In practice, the Ecuadorian insurrection already controls a large part of the capital (with the exception of abandoned official buildings), and several provinces in the interior. It is beginning to organise itself, has its own Indigenous Guard, and makes decisions in its assemblies, which are then put into practice.

Now is the time: overthrow the government!

This situation is unsustainable from the point of view of the bourgeoisie and imperialism. Their power hangs by a thread. Hence the effort to prevent the entry of protesters into the National Assembly. It is not simply an empty building (there is already talk of moving the National Assembly to Guayaquil), but a symbol of power.

The uprising has in its favour the courage, decisiveness and will to struggle of tens of thousands of young people, workers, peasants and women, who have fought in the streets against Moreno and the IMF. But it still lacks a clear understanding of the tasks it faces and how to carry them out.

March Ecuador 9 Oct 2 Image CONAIEWith clear objectives and decisive steps, the movement can succeed in overthrowing the government / Image: CONAIE

It is urgent to proclaim the People's Assembly as a legitimate power and spread it throughout the country. It is necessary to develop it as a true, democratic organism of leadership for the movement, with delegates chosen on the barricades, in the neighbourhoods, in the factories and universities, and in the indigenous communities. Faced with the brutal repression of the police and the army, the elements of self-defence that already exist must be coordinated and developed. The Indigenous Guard must be extended and bring thousands into its ranks.
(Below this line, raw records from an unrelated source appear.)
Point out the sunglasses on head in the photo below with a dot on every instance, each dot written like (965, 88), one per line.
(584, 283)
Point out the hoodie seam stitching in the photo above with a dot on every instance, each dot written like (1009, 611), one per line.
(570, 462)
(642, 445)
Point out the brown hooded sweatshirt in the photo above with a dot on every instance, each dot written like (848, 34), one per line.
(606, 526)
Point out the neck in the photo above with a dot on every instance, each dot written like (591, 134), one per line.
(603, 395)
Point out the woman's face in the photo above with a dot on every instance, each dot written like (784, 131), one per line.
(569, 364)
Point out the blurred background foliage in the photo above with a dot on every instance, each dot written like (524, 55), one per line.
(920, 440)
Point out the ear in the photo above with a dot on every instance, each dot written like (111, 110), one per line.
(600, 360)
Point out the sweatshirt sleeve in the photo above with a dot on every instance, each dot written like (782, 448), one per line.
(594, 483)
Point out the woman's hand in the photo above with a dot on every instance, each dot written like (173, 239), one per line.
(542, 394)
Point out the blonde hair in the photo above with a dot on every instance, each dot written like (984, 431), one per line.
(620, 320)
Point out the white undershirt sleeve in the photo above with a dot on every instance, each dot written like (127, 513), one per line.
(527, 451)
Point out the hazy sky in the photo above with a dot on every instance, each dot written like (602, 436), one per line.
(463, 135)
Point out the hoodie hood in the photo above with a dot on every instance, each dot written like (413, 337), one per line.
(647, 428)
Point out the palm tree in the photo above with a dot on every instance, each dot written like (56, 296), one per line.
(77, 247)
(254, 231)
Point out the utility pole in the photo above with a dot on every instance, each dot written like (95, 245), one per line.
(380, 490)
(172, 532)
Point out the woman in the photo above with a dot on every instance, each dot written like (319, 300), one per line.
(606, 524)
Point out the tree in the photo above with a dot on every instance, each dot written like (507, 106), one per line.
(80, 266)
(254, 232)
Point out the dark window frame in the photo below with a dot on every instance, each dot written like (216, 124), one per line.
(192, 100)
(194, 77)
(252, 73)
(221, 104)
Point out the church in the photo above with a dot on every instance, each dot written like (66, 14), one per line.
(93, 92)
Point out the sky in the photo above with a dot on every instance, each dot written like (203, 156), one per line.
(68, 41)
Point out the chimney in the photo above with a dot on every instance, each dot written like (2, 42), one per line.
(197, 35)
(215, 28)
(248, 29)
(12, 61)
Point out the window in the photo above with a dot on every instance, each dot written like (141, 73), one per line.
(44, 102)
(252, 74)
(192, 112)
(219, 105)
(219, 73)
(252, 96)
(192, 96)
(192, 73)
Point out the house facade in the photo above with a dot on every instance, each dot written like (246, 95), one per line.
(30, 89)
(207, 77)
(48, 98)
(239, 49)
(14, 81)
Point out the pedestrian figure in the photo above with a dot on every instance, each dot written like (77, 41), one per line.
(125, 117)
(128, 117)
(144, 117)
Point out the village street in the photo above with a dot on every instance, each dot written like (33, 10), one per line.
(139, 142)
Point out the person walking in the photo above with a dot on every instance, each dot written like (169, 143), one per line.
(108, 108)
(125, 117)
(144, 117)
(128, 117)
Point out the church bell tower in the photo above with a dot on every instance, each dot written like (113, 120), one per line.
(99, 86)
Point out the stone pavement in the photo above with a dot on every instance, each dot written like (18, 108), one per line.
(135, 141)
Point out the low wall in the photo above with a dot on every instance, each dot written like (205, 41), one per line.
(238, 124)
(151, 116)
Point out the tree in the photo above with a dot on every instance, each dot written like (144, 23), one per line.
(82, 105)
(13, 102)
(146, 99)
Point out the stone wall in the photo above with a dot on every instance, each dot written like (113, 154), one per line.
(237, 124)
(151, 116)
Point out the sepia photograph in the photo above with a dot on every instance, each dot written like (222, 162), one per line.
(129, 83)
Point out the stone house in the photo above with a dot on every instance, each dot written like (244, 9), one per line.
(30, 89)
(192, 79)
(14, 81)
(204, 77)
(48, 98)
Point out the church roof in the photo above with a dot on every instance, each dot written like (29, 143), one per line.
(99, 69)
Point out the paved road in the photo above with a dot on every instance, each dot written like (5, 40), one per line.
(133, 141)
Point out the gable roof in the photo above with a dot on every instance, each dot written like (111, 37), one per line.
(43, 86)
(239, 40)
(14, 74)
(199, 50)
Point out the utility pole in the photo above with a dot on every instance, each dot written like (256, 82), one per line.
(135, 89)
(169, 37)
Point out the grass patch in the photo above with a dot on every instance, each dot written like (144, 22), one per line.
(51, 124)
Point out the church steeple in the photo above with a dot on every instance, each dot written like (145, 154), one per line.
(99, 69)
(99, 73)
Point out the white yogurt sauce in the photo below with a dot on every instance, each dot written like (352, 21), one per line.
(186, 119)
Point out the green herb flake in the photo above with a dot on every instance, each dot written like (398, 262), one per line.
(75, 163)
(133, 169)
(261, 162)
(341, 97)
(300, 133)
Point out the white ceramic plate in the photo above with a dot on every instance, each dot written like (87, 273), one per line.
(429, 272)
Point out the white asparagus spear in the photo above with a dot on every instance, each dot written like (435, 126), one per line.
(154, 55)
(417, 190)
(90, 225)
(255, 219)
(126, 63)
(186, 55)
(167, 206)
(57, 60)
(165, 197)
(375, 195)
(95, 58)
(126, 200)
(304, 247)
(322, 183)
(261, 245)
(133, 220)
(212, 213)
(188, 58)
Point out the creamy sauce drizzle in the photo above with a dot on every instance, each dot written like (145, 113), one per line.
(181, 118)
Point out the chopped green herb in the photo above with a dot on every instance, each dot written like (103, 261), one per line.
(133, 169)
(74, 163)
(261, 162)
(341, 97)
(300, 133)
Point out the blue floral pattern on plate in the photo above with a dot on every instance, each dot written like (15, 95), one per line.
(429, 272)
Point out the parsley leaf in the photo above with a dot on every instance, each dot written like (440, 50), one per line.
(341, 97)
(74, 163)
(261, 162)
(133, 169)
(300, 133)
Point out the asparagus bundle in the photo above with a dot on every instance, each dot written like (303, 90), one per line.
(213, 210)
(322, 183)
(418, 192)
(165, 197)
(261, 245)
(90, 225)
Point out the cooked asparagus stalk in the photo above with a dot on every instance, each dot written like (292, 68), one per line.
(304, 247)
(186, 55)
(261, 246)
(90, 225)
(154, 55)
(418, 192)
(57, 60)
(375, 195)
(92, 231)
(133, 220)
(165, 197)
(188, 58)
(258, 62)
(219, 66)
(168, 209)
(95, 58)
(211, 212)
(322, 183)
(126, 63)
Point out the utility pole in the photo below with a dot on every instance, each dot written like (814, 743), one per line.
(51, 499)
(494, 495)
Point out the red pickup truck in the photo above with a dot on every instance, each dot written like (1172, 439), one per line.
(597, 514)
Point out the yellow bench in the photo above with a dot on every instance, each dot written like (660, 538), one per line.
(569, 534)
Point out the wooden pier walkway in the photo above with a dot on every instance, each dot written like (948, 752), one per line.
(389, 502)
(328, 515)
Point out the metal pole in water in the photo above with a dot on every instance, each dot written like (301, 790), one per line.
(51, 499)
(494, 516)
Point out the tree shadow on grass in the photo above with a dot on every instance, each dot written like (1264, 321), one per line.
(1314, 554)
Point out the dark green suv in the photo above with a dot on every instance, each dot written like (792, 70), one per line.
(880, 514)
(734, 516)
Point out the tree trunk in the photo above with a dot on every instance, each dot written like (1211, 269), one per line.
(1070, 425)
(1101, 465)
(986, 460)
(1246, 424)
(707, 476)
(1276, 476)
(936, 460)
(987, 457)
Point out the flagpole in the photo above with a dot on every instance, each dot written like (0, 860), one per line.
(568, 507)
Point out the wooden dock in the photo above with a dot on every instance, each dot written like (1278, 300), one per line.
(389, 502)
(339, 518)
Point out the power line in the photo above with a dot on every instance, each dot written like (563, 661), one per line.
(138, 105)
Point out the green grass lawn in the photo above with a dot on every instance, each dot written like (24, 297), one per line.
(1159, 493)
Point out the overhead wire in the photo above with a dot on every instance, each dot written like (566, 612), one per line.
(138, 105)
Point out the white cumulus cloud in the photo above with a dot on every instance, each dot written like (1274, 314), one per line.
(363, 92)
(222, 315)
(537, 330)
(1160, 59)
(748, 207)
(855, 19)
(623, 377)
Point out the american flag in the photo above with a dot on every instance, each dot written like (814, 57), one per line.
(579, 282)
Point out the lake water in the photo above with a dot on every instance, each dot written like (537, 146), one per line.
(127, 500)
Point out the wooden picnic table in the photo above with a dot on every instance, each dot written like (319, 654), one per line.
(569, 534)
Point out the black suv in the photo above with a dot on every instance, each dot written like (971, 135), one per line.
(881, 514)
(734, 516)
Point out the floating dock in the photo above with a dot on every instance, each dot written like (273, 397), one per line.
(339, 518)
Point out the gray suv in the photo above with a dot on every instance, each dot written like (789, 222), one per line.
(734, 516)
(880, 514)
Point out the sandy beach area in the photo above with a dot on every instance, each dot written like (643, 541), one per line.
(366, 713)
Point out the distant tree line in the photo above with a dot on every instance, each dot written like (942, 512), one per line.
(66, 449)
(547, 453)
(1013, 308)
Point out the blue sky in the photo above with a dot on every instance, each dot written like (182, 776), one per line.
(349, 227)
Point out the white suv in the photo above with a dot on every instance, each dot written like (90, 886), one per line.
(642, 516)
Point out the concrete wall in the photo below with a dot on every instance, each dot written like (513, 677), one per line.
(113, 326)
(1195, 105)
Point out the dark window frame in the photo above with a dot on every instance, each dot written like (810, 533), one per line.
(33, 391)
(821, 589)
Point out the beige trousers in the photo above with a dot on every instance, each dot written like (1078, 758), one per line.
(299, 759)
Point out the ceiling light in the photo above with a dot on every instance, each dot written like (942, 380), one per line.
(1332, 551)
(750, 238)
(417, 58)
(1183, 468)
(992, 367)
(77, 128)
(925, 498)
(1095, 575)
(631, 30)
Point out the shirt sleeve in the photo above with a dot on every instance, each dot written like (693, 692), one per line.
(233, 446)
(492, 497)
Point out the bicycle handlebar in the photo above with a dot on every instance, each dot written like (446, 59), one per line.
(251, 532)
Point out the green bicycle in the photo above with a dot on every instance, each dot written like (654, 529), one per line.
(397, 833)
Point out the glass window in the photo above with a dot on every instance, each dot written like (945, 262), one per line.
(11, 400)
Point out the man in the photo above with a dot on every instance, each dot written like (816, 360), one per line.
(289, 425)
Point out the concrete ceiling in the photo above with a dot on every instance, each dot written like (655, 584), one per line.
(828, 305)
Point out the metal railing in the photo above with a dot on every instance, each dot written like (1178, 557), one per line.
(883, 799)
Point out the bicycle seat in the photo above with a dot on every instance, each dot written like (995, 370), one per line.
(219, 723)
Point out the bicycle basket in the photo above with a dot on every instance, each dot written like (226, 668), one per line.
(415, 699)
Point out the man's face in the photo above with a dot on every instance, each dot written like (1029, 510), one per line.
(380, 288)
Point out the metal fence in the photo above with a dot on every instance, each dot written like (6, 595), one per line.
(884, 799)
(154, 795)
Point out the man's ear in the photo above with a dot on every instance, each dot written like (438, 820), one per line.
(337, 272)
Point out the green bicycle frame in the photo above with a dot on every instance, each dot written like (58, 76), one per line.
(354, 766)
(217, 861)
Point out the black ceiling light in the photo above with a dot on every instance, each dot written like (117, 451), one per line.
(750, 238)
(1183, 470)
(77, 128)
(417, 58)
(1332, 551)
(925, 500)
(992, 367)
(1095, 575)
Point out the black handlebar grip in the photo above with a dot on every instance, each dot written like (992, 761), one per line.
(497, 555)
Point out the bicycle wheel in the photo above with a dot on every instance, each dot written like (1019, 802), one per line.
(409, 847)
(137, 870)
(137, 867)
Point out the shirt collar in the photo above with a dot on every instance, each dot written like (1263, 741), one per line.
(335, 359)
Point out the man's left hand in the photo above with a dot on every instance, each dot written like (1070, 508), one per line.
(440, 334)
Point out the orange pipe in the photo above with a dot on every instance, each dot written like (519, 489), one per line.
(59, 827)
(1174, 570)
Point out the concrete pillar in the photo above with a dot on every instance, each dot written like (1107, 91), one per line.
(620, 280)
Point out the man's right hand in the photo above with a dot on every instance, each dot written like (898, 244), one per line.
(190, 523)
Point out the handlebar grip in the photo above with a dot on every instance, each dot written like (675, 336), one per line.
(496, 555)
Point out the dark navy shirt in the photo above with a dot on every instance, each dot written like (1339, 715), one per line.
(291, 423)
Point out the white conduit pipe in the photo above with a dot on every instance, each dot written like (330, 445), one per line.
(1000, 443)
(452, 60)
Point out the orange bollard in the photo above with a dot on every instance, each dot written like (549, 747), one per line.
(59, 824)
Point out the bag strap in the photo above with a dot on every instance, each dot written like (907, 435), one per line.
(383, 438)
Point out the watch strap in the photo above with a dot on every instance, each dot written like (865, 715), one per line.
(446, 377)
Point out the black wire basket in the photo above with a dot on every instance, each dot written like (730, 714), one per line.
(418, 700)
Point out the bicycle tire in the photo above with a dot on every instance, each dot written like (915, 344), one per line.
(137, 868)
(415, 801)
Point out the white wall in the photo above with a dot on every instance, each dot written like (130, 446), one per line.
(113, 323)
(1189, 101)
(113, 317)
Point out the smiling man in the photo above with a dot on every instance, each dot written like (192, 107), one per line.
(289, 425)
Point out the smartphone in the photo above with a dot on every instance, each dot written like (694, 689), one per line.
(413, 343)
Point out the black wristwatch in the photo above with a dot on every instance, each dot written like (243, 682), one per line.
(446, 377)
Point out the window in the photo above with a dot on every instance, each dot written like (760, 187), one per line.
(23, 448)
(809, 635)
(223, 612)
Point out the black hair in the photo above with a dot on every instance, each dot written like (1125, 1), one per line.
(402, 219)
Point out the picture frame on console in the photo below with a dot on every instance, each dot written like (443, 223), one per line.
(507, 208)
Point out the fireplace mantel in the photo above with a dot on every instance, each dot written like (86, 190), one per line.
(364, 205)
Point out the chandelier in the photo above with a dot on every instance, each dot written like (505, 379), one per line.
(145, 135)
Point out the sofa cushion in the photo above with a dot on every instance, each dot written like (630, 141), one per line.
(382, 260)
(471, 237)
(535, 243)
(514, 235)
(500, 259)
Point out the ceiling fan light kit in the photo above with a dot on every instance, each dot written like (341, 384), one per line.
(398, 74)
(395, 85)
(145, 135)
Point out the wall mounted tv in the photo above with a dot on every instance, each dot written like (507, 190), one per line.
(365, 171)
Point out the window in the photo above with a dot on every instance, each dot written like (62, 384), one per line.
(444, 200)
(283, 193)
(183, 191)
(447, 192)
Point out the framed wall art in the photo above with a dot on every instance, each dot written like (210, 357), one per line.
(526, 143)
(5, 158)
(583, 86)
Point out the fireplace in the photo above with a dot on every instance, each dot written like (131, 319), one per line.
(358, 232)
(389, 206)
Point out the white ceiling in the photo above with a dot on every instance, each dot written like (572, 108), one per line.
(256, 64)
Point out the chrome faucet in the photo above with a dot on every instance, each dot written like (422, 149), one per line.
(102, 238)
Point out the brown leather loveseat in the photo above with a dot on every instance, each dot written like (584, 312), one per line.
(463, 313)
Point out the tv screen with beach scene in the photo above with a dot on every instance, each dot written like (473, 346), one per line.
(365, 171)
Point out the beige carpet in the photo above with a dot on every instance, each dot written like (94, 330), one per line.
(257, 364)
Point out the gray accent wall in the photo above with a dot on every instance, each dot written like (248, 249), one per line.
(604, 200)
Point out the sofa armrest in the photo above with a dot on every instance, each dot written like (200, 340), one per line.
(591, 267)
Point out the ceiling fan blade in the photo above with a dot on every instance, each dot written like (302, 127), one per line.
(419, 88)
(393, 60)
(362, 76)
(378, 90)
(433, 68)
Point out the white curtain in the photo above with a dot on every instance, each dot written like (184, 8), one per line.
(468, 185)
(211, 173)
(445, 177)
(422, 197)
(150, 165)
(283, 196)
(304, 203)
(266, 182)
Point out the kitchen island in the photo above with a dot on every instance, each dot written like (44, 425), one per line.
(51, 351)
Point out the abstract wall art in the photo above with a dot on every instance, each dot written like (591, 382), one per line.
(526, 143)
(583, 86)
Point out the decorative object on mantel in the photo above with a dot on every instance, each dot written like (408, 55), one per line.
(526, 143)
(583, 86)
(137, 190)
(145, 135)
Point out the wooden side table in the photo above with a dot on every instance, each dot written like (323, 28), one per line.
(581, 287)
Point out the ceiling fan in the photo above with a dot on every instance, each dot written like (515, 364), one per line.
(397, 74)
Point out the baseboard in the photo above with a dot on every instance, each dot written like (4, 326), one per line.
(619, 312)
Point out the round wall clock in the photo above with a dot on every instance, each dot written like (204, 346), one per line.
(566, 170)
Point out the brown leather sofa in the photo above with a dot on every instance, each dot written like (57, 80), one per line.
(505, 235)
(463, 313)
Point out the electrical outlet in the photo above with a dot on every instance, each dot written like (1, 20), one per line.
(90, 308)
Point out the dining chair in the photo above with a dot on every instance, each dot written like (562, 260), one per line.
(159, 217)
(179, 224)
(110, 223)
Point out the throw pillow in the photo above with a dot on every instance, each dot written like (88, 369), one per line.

This must be combined with the deepening of the fraternisation with the soldiers, which is already starting to yield results.

We are at a crucial juncture. The struggle for power has been posed, but it hasn't yet been resolved. If the movement does not move forward with decisive steps, there is a risk that fatigue and a lack of perspectives will begin to take their toll. Under these conditions, the government can use selective repression, with cosmetic concessions, to weaken the movement further.

If progress is made with conviction and clear objectives, the overthrow of the government is entirely possible. The movement can storm heaven. Now is the time.